Section 34: The Urysohn Metrization Theorem

1. A family of continuous functions $\{f_\alpha\}$ separates points from closed sets if for every closed set and a point not in it there is a function in the family such that it is constant on the closed set and takes a different value at the point.
2. The Imbedding Theorem: If $X$ is $T_1$ and $\{f_\alpha\}_{\alpha\in J}$ separates points and closed sets in $X$ then $(f_\alpha(x))_{\alpha\in J}$ is an embedding of $X$ in $\mathbb{R}^J$ . If all functions map $X$ to $[0,1]$ then the embedding is in $[0,1]^J$ .
3. A space is completely regular if and only if it is homeomorphic to a subspace of $[0,1]^J$ for some $J$ .

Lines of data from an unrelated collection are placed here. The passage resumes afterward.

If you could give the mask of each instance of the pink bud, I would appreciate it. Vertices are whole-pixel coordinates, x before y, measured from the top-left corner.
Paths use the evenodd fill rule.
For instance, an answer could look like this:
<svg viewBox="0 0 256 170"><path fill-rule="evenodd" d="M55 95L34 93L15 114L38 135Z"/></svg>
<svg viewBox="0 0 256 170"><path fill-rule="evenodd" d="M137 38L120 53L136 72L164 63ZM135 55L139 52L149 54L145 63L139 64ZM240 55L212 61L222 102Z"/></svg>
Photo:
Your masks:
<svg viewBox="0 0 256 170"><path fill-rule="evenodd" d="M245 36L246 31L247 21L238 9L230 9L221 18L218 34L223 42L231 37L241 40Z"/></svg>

4. $\Rightarrow$ The Imbedding Theorem. $\Leftarrow$ A subspace of the product of completely regular spaces is completely regular.
5. The Urysohn Metrization Theorem: Regular + Second-countable $\Rightarrow$ Metrizable.
6. regular + second-countable implies normal + second-countable implies for a countable collection of pairs of basis neighborhoods such that $\overline{B}_m\subseteq B_n$ we can find a continuous function $g_{n,m}$ equal 1 inside $\overline{B}_m$ and 0 outside $B_n$ : this is a countable family of continuous functions that separates points from closed sets.
7. A regular second-countable space is homeomorphic to a subspace of the infinite-dimensional euclidean space $\mathbb{R}^\omega$ .
8. Some facts about metrization that follow:
9. A second-countable space is metrizable iff it is regular.
10. A compact Hausdorff space is metrizable iff it is second-countable.
11. A compact Hausdorff space that is the union of two closed metrizable subspaces is metrizable.
12. The one-point compactification of a locally compact Hausdorff space $X$ is metrizable iff $X$ is second-countable.
13. So, if a locally compact Hausdorff space is second-countable then it is metrizable, but not vice versa: discrete uncountable.
14. A locally metrizable space is a space such that every point has a metrizable neighborhood (in the subspace topology).
15. A compact Hausdorff space is metrizable iff it is locally metrizable.
16. A Lindelöf regular space is metrizable iff it is locally metrizable.
17. $\mathbb{R}_K$ is Lindelöf Hausdorff and locally metrizable, yet not metrizable.